Scooters up until the last few years have been very simple machines that anyone with basic tools could fix. Most of them are simple 2 or 4 stroke engines that need really basic care. Things like belt drive and CVT powertrains are almost maintenance free. Add gas and go is what these bikes are about. Simple, easy… nice.
That still holds true for the majority of the models, although with the advent of the Yamaha TMAX, Honda X-ADV and Aprilia SRV 850 ABS/ATC things are changing. The same sophisticated technology found on any high-end motorcycle is crossing over.
There’s no manual clutch on scooters making them the very definition of automatic. Learning smooth clutch and gear shifting skills can drive many new riders out of motorcycling or make those first few months a little challenging or dangerous.
Cutting out that irritation allows a learner to skip to the good part of motorcycling. For some reason, many bikers turn their nose up at the idea of automatics when really they shouldn’t. It really does make motorcycling better by allowing the rider to focus on the ride instead of the mechanics of shifting and clutch control.
If you would like to see a CVT in action and learn a bit about it here’s a great video where YouTuber activity10cc does show and tell about one he’s working on.
Small engines with lightweight frames and automatic transmissions can only mean excellent fuel efficiency. Depending on whether equipped with a 2 or 4 stroke engine most scooters will get between 80 and 110 mpg! You can’t beat that.
There’s no denying the motorcyclist culture is tangible and grown especially by companies like Harley Davidson. That culture embraces a daredevil and death-defying bravery aspect along with a tough guy bravado that is sometimes too intimidating or off-putting to some people looking to join the riding scene.
Not so with Scooters. They have their own, different image that is much more friendly and approachable.

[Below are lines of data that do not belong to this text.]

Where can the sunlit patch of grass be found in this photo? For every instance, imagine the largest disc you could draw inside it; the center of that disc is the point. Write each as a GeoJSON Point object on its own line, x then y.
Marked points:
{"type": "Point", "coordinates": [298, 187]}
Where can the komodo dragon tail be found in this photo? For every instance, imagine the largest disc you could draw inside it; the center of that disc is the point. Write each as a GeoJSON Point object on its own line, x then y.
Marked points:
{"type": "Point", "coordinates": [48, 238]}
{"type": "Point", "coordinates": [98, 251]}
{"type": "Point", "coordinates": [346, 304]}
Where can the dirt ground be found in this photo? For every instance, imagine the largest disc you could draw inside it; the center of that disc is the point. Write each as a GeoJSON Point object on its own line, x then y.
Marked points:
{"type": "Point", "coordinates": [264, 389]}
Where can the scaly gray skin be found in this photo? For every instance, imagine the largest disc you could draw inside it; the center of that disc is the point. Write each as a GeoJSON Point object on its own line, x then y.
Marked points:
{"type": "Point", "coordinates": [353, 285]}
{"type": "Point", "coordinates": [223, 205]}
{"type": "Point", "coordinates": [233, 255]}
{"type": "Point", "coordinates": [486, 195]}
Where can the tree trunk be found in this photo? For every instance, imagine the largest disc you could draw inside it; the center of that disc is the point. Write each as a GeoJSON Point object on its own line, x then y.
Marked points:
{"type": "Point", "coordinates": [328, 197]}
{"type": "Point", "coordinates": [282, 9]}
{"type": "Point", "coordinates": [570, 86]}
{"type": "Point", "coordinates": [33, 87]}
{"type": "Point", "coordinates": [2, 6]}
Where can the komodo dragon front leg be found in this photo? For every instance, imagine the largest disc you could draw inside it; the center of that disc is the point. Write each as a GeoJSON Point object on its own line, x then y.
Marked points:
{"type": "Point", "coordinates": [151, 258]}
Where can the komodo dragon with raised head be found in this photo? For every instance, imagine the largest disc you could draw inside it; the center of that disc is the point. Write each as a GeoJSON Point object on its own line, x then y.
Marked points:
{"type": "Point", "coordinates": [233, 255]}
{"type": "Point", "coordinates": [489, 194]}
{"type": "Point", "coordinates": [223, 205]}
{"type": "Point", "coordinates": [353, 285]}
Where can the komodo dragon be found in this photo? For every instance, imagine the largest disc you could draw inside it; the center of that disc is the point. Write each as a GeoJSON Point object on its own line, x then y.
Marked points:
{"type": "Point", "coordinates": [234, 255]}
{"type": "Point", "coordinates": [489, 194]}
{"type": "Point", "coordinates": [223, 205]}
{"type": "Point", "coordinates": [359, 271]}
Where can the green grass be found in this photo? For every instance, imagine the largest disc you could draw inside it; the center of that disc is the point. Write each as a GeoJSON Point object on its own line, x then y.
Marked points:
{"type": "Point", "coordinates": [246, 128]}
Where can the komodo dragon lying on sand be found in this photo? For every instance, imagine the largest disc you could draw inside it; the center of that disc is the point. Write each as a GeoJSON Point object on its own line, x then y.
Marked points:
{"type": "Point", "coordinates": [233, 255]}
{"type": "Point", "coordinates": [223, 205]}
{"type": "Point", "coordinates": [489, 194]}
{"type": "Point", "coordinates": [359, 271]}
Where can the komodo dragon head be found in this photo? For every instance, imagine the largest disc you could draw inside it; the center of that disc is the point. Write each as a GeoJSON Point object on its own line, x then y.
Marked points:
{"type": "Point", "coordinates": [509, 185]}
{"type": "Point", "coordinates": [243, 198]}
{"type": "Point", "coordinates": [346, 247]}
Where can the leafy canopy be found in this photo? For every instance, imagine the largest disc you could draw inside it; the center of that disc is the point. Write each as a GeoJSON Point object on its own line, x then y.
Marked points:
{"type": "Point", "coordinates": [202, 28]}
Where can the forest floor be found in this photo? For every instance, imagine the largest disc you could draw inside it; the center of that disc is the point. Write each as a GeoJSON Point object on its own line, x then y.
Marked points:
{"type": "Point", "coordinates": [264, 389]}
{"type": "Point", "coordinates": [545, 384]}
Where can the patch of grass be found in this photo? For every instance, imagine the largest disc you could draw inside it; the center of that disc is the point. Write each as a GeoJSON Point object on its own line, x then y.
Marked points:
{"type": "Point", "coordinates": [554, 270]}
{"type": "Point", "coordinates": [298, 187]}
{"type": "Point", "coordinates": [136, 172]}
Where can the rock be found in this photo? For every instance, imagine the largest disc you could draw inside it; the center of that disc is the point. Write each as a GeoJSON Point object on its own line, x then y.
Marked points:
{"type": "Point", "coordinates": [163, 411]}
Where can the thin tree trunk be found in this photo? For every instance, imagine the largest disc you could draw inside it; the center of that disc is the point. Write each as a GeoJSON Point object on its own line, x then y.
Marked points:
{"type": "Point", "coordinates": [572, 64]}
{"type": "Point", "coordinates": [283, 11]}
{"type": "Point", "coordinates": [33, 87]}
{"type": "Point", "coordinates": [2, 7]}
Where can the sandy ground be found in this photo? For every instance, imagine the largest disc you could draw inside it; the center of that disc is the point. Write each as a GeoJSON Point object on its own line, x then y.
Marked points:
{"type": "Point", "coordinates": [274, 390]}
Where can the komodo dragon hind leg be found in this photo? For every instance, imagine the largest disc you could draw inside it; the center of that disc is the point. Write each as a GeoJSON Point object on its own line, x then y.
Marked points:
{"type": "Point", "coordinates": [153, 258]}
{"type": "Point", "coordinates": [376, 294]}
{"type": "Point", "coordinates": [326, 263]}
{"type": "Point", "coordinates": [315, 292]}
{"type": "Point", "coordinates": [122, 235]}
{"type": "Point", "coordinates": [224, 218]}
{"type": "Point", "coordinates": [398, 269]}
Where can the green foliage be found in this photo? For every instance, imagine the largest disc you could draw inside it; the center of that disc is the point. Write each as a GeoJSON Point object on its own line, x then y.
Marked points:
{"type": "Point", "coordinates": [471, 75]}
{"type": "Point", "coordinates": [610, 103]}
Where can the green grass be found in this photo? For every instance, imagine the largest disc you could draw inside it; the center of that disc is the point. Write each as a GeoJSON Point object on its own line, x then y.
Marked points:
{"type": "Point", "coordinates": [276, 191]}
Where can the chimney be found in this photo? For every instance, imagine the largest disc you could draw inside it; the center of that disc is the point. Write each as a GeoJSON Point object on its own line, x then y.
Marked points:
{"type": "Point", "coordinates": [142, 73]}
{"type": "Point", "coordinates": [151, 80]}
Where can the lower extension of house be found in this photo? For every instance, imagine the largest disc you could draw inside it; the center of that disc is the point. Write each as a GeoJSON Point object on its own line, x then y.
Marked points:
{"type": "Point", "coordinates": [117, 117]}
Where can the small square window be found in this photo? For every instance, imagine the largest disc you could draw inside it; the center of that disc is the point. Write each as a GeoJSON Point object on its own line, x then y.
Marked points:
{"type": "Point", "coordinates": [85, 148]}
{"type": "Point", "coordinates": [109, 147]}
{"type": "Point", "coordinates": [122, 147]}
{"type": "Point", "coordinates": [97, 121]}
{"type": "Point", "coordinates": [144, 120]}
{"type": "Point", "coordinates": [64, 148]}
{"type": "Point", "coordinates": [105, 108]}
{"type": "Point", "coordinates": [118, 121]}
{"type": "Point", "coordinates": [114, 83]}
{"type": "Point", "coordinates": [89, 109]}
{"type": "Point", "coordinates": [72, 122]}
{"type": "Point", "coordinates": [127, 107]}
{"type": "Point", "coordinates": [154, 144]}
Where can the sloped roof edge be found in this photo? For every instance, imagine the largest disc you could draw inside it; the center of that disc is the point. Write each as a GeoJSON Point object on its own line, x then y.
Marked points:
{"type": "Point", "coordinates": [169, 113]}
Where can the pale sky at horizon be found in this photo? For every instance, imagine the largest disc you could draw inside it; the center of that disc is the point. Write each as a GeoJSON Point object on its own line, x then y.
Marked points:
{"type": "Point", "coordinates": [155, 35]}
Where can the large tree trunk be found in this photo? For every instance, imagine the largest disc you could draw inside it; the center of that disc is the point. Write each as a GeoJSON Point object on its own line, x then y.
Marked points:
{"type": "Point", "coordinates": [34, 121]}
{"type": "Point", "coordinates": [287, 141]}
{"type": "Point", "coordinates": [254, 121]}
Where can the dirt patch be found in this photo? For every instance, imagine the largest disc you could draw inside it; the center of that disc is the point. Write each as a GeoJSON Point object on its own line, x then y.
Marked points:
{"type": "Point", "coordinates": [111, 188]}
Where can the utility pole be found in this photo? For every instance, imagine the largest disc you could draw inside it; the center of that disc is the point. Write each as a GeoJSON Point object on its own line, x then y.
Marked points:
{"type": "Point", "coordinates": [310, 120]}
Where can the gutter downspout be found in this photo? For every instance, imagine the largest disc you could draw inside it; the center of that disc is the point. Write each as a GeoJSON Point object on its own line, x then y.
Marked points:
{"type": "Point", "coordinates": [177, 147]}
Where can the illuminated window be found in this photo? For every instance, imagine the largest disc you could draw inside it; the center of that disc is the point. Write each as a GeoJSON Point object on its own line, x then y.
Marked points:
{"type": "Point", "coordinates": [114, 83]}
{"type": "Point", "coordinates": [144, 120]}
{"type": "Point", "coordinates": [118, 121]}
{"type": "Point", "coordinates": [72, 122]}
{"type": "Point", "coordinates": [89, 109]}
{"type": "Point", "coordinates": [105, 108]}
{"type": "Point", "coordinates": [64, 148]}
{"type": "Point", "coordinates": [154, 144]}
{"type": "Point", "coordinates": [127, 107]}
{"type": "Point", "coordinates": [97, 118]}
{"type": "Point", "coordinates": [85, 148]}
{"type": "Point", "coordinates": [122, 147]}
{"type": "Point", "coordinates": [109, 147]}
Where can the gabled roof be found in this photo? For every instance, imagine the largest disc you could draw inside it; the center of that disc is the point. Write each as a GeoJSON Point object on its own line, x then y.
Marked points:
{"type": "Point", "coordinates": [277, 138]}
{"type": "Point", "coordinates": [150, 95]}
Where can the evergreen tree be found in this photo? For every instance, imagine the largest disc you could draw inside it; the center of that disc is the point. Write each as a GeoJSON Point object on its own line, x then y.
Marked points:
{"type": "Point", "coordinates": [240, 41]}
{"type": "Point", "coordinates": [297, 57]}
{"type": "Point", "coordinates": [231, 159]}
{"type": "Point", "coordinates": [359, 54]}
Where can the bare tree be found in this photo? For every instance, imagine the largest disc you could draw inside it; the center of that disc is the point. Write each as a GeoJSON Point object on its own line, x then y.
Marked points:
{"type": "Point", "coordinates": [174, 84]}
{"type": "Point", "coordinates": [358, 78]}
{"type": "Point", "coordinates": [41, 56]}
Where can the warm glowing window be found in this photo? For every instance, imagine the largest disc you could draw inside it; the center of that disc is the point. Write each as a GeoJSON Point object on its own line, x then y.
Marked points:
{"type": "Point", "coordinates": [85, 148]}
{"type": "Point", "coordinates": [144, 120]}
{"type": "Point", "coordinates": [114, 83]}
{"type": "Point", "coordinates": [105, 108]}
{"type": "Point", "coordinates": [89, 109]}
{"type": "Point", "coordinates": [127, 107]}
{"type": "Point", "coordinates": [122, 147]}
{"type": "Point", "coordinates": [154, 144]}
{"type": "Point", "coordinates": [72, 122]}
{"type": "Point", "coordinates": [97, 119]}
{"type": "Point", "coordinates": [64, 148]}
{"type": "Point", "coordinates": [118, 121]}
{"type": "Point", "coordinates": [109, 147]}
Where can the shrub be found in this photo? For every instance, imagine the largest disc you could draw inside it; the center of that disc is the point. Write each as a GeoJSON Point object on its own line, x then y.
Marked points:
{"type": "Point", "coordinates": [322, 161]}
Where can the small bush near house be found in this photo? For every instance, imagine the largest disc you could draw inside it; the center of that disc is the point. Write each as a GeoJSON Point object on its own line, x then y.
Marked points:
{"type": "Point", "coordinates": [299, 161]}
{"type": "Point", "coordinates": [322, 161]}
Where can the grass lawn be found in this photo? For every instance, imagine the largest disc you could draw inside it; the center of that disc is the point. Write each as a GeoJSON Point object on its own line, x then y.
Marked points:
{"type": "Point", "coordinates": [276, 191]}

Female riders especially seem smitten with scooters. Scooters are lighter, lower to the ground and dare I say it… prettier, cute and cuddly. It’s the motorcycle you can bring home to your parents without fear.
That’s always been the goal for scooter builders like Vespa and Honda. Honda introduced the Cub back in 1958 with the slogan “You meet the nicest people on a Honda.” Vespa likes to play up the idea they don’t just build scooters, they build art. That has definitely been embraced by the artistic community and scooters are firmly embedded in the pop art culture. Scooters have the “nice guy” image and project the idea that anyone and everyone are welcome to ride a scooter.
This is a photo of the Vespa 946 RED model. Vespa teamed up with RED to help in the fight against the AIDS epidemic and will donate $150 from each scooter purchased to RED’s fight against the disease. RED has no overhead to take out of the money used to help the cause so rest assured all donations are 100% beneficial. I can’t recall ever seeing another motorcycle company undertake a project like this. Bravo Vespa!
Finally, a small and agile scooter is the perfect vehicle for getting around quickly in congested cities anywhere in the world. It’s easy to park just about anywhere for little or no charge and will zip through tight traffic jams with ease.
Again, the automatic transmission will come in handy to avoid cramped up hands and wrists when you’re stuck in rush hour traffic.
There may be some who scoff that you should “get a REAL bike”, but those ignorant individuals will say that regardless of what you ride unless it’s the same bike they do. Ignore them. You’ll know better and reap the many benefits other scooter enthusiasts already enjoy.